The day before I tried to find out if somebody ever had implemented something to prevent vdr to trash the file system buffers. I did this because I hate to wait 20 seconds for vdr to re-read my recordings list. So I read about the usage of O_DIRECT and the trouble with it. While googling about O_DIRECT I found the function posix_fadvise - which I had never heard about before - can help to do something similar without to have such an impact on the current programming scheme.
Using this function I wrote a little patch for vdr 1.3.30 - if you are interested have a look here:
http://vdr.unetz.com/download/patches/vdr-avoidTrashing-0.2.0-plain-1.3.30.d...
The same patch against enAIO-2.5-rm-a:
http://vdr.unetz.com/download/patches/vdr-avoidTrashing-0.2.0.diff.gz
For sure the whole thing only makes sense when all programs dealing with video streams on a vdr do the same. So I did some first steps patching noad. I'm not finished with it - there seems to be a read() I missed. Anyway - the preliminary patch for noad 0.6.0 can be found here:
http://vdr.unetz.com/download/patches/noad-avoidTrashing-0.0.1.diff.gz
Further candidates for posix_fadvise are mkisofs and the burn-plugin.
Regards Ralf Müller
Ralf Müller rmvdr@bj-ig.de wrote:
For sure the whole thing only makes sense when all programs dealing with video streams on a vdr do the same. So I did some first steps patching noad.
very interesting. i would suggest, that vdr should wrap all relevant calls into its own APIs and make it public to plugins. additionally you could write defines for (f)open, read(), write(), ... and redirect them to your replacements, so at least plugins that deal with reading from harddisk by themselfs, would benefit instantly.
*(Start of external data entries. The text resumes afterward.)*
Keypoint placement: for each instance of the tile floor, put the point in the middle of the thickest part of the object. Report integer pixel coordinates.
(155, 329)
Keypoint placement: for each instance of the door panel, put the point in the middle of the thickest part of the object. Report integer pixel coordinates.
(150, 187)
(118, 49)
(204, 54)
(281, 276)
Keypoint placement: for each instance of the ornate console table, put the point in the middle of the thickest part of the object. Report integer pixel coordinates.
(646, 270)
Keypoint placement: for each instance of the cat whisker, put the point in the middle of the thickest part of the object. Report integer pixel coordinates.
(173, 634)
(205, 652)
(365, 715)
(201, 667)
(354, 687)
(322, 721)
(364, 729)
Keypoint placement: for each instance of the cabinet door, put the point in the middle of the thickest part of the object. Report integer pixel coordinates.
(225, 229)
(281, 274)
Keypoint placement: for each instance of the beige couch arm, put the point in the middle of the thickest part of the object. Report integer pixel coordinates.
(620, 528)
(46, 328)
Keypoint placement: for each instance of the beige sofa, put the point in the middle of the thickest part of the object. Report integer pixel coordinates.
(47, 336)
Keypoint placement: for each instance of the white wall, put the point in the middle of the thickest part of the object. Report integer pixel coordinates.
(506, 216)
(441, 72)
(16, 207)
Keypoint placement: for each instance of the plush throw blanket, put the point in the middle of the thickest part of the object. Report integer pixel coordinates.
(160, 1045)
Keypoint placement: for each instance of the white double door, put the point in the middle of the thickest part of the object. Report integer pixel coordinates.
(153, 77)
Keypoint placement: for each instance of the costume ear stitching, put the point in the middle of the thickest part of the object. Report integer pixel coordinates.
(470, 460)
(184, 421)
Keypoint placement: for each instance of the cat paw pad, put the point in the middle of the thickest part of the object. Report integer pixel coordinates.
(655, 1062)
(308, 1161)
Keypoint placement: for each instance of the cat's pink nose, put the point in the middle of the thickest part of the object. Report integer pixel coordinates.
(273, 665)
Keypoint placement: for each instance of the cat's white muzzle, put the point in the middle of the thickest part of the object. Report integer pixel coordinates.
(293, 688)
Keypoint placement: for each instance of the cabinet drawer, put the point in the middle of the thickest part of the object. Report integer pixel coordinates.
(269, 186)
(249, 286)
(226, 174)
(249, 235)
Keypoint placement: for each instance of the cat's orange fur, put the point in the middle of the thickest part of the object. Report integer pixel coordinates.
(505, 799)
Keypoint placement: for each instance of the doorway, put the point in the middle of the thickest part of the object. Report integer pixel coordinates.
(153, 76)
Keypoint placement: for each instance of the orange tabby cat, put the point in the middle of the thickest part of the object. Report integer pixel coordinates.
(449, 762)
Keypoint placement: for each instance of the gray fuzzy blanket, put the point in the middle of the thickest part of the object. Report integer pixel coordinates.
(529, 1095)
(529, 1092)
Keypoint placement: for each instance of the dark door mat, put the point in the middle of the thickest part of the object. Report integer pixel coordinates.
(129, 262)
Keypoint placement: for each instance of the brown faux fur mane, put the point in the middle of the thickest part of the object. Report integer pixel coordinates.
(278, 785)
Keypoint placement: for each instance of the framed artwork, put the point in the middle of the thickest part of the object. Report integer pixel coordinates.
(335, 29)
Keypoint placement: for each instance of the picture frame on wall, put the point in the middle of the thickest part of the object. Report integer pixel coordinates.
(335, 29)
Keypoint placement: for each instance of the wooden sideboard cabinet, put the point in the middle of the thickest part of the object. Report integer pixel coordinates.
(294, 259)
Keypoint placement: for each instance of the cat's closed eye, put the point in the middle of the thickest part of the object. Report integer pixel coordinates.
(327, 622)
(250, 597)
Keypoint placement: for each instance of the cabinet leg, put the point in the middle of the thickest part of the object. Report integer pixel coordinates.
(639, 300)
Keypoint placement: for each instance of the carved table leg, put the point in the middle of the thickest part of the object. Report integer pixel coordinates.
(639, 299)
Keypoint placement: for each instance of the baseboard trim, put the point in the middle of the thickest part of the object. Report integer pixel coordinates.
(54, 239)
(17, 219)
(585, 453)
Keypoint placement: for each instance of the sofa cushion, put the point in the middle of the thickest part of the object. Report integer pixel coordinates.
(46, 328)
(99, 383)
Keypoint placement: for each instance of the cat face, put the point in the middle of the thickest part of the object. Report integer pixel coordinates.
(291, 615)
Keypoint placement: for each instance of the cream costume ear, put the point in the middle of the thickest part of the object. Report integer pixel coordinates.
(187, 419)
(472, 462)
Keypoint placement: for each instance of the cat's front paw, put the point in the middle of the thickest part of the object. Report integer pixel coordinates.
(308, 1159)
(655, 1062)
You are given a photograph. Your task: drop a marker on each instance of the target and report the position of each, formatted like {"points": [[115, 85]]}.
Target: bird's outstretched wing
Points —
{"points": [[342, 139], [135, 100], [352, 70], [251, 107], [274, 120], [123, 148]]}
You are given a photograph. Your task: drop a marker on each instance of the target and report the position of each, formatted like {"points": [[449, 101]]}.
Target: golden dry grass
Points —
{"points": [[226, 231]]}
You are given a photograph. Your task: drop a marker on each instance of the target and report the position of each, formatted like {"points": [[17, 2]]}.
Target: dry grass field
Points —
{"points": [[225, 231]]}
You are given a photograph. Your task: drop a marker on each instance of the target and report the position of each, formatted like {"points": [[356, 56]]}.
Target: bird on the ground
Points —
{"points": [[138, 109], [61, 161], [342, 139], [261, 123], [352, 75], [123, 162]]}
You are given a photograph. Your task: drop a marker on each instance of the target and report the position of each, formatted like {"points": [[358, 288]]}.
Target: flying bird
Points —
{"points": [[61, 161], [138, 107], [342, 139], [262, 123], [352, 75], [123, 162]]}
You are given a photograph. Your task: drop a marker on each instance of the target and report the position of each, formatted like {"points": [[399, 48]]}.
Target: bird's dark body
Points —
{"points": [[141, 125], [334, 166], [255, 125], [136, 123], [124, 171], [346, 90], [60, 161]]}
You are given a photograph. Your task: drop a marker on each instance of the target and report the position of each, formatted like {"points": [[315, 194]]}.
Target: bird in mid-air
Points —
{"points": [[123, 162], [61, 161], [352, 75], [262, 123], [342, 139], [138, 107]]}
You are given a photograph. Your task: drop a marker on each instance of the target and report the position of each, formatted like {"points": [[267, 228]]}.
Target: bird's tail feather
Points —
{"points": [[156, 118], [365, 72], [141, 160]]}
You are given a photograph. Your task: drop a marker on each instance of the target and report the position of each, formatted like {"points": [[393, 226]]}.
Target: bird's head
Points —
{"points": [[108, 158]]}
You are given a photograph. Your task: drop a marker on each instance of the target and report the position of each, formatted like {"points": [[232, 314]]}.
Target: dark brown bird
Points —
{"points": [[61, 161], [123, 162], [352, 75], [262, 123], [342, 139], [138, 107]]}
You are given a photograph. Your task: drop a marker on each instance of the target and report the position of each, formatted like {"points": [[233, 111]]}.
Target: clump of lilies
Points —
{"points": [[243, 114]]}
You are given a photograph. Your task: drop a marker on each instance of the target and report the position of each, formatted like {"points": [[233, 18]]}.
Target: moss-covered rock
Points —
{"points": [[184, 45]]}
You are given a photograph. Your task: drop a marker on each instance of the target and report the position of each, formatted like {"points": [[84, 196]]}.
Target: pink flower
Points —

On Montag 22 August 2005 20:43, Clemens Kirchgatterer wrote:
Ralf Müller rmvdr@bj-ig.de wrote:
For sure the whole thing only makes sense when all programs dealing with video streams on a vdr do the same. So I did some first steps patching noad.
very interesting. i would suggest, that vdr should wrap all relevant calls into its own APIs and make it public to plugins.
Yes - it would be interesting to have that functionality in core vdr.
additionally you could write defines for (f)open, read(), write(), ... and redirect them to your replacements, so at least plugins that deal with reading from harddisk by themselfs, would benefit instantly.
From my point of view I would like to _know_ what I call. Thatwhy I choose the names OpenStream(), ReadStream() ... just to make clear what kind of file is meant. I know in plain vdr there are only two types files - tiny ones which will be read nearly atomic; for which it makes nearly no difference if they will be cached or not and the streaming type of file. The point is the _nearly_ no difference. I came to the point of writing this patch because the filesystem structure and the small info.vdr files where out of buffer cache all the time they where needed. To only read all the info.vdr files on my machine takes 6 seconds when they are not already buffered - when wrapping read(), write() by #defines they would never go into buffer cache. Thats not what I want.
Ralf
On Mon, Aug 22, 2005 at 11:17:21AM +0200, Ralf Müller wrote:
The day before I tried to find out if somebody ever had implemented something to prevent vdr to trash the file system buffers. I did this because I hate to wait 20 seconds for vdr to re-read my recordings list.
Thanks, this is very much appreciated. I applied this patch on my vdr-1.3.30 today, and I hope it will remove the regular spin-ups of other video disks while playing back recordings from one disk (caused by some housekeeping task, perhaps related to timers, EPG or purging deleted recordings).
So I read about the usage of O_DIRECT and the trouble with it.
Is there a summary of the problems somewhere? I've heard of Linux file system corruption in heavy database use (MySQL/InnoDB), but I'm not sure if there have been cases that have been tracked down to the use of O_DIRECT. I guess O_DIRECT won't work on NFS, but it would be a very bad idea to run a database on NFS anyway.
While googling about O_DIRECT I found the function posix_fadvise - which I had never heard about before - can help to do something similar without to have such an impact on the current programming scheme.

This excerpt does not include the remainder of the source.